Autoantibody and Human Leukocyte Antigen Profiles in Children With Autoimmune Liver Disease and Their First-Degree Relatives

Wang, Pengyun*; Su, Haibin||; Underhill, James*; Blackmore, Laura J.*; Longhi, Maria Serena*; Grammatikopoulos, Tassos; Okokon, Elizabeth Veronica; Davies, Edward T.§; Vergani, Diego*; Mieli-Vergani, Giorgina; Ma, Yun*

Journal of Pediatric Gastroenterology & Nutrition: April 2014 - Volume 58 - Issue 4 - p 457–462
doi: 10.1097/MPG.0000000000000245
Original Articles: Hepatology and Nutrition

Objective: Familial clustering of juvenile autoimmune liver disease (AILD), including autoimmune hepatitis and autoimmune sclerosing cholangitis (ASC), is rare, despite a high prevalence of autoimmune disorders in AILD families.

Methods: To investigate this discrepancy, we measured autoantibodies diagnostic for AILD, anti-nuclear, anti-smooth muscle, anti-liver kidney microsomal type 1, anti-liver cytosol type 1, and anti-soluble liver antigen antibodies, and human leukocyte antigen profiles in 31 patients and 65 of their first-degree relatives (FDR). The autoantibody profile was compared with that of 42 healthy subjects (HS).

Results: Autoantibodies were detected in 71% (22/31) patients. Anti-nuclear antibody or anti-smooth muscle antibody were present in 4/65 FDR (6.2%). HS were negative for all autoantibodies. The frequencies of homozygous HLA DRB1*0301 (DR3) genes and haplotype A1-B8-DR3 were higher in the patients (25% and 43%) than in FDR (9% and 27%) and HS (0% and 16%).
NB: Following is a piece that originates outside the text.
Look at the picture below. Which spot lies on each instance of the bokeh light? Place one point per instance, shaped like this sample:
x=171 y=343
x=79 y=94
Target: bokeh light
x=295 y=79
The frequencies of disease-protective genes DR4 and/or DR15 were lower in the patients (25%) than in FDR (42%) and HS (42%). Only 1 family contained 2 patients with AILD, 1 with ASC and 1 with primary sclerosing cholangitis. Both patients possessed A1-B8-DR3 genes, the ASC being homozygous and the primary sclerosing cholangitis heterozygous. Six FDR had nonhepatic autoimmune disorders, none being autoantibody positive.

Conclusions: Homozygosity for DR3 plays a major role in the predisposition to juvenile AILD. Diagnostic autoantibodies for AILD are rare among patients’ FDR and not linked to clinical manifestation of AILD.

*Institute of Liver Studies

Paediatric Liver, GI & Nutrition Centre

Clinical Biochemistry

§Clinical Immunology, King's College London School of Medicine at King's College Hospital, Denmark Hill, London, UK

||Department of Transplantation, Beijing 302 Hospital, Xisihuanzhonglu, Beijing, China.

Address correspondence and reprint requests to Dr Yun Ma, Institute of Liver Studies, King's College Hospital, Denmark Hill, London SE5 9RS, UK (e-mail: yun.ma@kcl.ac.uk).

Received 9 November, 2013

Accepted 9 November, 2013

P.W. and H.S. share first authorship. D.V., G.M.V., and Y.M. participated equally in this study.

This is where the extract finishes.